Question

If the time period of oscillation of a liquid drop is given by $T=k\sqrt{\frac{\rho r^{4}}{\sigma}}$, where $\rho$ refers to its density, $r$ its radius and $k$ is a dimensionless constant, then $\sigma$ has the units of

• A. surface
• B. restoring force
• C. coefficient of viscosity
• D. vapour pressure
• E. surface tension

Hint:

While the symbol $\sigma$ is often used for surface tension ($[MT^{-2}]$), in dimensional analysis problems, you must trust the math of the provided equation over common symbols.
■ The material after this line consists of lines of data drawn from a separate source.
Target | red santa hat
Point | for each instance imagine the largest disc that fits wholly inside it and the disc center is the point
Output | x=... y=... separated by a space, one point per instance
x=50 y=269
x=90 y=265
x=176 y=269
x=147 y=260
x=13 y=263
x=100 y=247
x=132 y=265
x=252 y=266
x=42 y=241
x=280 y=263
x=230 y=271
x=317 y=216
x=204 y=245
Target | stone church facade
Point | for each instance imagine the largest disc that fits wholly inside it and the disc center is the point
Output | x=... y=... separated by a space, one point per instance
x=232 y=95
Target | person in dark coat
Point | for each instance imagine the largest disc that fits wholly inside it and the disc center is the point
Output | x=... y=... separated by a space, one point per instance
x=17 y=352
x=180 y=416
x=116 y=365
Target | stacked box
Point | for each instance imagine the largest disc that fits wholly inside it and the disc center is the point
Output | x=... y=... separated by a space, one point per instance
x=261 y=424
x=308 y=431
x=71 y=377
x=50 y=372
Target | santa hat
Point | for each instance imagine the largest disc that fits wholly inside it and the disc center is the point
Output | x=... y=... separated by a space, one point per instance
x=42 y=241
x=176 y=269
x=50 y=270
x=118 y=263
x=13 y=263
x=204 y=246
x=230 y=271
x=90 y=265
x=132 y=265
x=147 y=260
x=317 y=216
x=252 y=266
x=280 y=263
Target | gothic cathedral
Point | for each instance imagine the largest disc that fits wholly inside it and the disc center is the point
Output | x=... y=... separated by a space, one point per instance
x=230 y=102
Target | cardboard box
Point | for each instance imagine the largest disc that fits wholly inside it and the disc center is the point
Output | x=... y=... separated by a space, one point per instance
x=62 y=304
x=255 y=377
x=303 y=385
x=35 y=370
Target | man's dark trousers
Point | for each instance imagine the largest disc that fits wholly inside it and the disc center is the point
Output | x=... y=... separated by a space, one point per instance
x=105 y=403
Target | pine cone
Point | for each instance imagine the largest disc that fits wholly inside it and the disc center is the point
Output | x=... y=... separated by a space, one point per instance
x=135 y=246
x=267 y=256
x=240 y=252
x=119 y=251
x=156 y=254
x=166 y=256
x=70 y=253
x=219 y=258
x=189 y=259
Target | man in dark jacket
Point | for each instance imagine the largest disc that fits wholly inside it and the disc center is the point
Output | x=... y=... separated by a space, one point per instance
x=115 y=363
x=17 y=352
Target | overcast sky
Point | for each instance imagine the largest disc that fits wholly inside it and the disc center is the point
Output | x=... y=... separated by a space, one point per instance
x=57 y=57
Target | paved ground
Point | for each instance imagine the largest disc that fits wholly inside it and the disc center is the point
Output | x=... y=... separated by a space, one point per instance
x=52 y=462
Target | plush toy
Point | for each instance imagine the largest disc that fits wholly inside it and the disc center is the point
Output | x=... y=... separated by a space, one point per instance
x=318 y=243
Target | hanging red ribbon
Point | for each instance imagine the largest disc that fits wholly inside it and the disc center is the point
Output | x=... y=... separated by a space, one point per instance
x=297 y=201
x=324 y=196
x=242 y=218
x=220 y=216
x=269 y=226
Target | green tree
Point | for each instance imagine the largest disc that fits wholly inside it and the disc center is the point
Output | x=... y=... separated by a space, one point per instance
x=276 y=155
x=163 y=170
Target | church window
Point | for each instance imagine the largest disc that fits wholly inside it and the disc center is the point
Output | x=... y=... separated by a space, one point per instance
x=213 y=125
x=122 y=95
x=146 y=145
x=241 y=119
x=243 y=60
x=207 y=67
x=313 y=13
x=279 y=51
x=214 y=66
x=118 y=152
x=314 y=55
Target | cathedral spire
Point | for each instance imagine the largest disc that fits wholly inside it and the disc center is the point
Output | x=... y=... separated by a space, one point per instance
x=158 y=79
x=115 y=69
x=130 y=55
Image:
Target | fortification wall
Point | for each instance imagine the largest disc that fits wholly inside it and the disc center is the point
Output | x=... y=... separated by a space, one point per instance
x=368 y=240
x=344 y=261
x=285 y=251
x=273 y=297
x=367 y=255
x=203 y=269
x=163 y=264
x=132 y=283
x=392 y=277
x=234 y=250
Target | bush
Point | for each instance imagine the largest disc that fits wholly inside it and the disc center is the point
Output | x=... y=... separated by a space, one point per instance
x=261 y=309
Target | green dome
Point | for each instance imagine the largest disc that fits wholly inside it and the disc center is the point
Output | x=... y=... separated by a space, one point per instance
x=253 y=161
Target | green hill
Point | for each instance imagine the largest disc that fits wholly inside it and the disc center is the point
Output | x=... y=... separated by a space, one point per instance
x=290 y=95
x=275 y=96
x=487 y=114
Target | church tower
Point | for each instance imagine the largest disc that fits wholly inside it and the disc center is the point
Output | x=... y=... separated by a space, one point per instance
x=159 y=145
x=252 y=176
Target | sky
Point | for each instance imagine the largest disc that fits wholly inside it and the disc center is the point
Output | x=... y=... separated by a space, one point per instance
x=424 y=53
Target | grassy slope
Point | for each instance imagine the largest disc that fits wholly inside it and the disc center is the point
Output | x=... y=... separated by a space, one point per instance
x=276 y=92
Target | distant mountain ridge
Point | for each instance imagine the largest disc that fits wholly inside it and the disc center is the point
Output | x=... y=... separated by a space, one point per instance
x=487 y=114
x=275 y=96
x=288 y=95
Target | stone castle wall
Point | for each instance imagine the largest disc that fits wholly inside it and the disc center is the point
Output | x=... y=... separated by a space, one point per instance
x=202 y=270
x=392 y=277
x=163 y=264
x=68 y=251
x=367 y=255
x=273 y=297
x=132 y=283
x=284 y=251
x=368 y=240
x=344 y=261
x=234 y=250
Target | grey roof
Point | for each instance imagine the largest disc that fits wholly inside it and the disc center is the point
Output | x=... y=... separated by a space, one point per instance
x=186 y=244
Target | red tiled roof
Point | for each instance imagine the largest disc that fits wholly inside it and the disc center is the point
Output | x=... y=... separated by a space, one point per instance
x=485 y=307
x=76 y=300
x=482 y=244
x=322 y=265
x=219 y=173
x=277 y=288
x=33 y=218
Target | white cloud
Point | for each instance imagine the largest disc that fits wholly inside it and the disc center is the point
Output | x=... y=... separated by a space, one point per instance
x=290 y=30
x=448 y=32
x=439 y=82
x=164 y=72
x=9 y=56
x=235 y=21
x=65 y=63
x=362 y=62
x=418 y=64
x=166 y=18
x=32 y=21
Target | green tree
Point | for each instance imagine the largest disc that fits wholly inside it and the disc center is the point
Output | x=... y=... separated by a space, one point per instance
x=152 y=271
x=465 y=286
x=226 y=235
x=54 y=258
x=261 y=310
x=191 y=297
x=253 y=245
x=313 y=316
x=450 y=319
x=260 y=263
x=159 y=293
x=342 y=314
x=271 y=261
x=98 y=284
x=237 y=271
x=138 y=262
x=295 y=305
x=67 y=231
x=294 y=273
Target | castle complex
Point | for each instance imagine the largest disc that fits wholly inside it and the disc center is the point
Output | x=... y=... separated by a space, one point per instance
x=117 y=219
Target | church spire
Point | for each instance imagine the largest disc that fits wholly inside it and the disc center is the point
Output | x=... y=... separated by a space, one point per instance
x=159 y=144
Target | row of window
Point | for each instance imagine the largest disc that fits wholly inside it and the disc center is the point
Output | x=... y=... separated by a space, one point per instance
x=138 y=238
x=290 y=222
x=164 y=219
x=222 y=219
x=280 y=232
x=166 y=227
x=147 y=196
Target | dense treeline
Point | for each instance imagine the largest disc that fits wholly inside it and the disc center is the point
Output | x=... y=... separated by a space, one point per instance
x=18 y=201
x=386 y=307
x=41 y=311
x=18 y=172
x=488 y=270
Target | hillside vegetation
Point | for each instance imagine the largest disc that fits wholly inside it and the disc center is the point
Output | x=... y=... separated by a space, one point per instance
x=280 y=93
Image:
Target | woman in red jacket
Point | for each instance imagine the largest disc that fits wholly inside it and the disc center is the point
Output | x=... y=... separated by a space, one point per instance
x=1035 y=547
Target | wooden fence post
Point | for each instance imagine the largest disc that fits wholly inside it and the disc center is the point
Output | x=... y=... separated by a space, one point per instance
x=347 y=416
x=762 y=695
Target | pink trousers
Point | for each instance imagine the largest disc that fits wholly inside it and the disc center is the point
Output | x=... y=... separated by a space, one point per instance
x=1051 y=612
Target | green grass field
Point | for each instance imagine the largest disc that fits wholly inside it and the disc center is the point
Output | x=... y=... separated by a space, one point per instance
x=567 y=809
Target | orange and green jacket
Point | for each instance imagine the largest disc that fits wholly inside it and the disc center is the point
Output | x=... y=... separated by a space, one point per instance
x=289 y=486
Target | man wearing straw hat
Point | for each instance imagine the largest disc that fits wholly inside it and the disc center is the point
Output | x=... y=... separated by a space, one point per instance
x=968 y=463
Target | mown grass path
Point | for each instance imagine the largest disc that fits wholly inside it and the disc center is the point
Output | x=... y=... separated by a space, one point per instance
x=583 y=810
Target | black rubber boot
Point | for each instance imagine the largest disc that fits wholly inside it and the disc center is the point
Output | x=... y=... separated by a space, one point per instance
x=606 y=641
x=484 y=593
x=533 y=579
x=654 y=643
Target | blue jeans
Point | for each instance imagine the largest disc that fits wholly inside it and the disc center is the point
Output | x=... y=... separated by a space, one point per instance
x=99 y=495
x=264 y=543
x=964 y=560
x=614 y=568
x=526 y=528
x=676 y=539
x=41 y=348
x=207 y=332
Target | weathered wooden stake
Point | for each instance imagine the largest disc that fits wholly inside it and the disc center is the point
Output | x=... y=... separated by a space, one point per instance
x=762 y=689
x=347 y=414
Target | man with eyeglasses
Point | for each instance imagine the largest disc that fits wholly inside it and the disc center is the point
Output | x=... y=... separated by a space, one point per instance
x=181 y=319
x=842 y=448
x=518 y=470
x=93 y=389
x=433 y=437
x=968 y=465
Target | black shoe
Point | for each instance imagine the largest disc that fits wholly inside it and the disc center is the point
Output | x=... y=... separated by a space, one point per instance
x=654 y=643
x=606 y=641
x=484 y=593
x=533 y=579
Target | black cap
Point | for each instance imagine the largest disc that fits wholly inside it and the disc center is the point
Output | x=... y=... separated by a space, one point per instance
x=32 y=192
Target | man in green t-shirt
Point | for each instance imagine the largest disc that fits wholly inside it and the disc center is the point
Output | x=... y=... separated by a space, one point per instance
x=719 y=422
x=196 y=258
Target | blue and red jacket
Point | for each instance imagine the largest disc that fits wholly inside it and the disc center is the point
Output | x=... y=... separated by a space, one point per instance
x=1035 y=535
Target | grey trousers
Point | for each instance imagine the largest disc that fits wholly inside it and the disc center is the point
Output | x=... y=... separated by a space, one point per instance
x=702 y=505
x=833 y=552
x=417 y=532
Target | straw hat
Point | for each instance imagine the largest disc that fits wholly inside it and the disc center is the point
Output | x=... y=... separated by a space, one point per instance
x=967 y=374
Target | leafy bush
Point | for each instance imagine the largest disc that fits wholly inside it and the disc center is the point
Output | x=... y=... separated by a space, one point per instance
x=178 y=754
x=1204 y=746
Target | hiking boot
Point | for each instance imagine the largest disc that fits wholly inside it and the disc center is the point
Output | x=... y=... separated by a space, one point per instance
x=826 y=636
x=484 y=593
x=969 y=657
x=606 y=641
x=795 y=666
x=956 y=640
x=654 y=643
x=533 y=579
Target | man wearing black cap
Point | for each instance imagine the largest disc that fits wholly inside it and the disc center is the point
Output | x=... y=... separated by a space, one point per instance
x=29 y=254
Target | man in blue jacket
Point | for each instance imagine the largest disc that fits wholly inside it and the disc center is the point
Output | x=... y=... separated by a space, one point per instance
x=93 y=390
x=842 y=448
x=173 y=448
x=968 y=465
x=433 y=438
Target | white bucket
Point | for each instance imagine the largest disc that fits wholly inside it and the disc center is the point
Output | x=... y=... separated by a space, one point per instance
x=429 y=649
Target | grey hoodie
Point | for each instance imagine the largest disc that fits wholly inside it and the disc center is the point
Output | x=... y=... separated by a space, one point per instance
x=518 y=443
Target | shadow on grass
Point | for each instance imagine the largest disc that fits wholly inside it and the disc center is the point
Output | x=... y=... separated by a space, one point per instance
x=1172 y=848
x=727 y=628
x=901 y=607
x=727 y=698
Here, the extra $r$ factor in $r^4$ shifts the result from surface tension to force.

Answer 1

The Correct Option is B

Concept:
Physics - Dimensional Analysis.
Step 1: Isolate $\sigma$ in the given equation.
Given: $T = k\sqrt{\frac{\rho r^4}{\sigma}}$
Square both sides to remove the root: $$ T^2 = k^2 \frac{\rho r^4}{\sigma} $$ Rearrange to solve for $\sigma$: $$ \sigma = \frac{k^2 \rho r^4}{T^2} $$
Step 2: Substitute dimensions of known quantities.

• $k$ is dimensionless.
• Density ($\rho$): $[ML^{-3}]$
• Radius ($r$): $[L]$
• Time ($T$): $[T]$

Step 3: Calculate dimensions of $\sigma$.
$$ [\sigma] = \frac{[ML^{-3}] \cdot [L]^4}{[T]^2} $$ $$ [\sigma] = \frac{[ML^{1}]}{[T]^2} = [MLT^{-2}] $$
Step 4: Identify the physical quantity.
The dimensions $[MLT^{-2}]$ correspond to Force.
Comparing this with the given options, $\sigma$ behaves as a force in this specific formula context.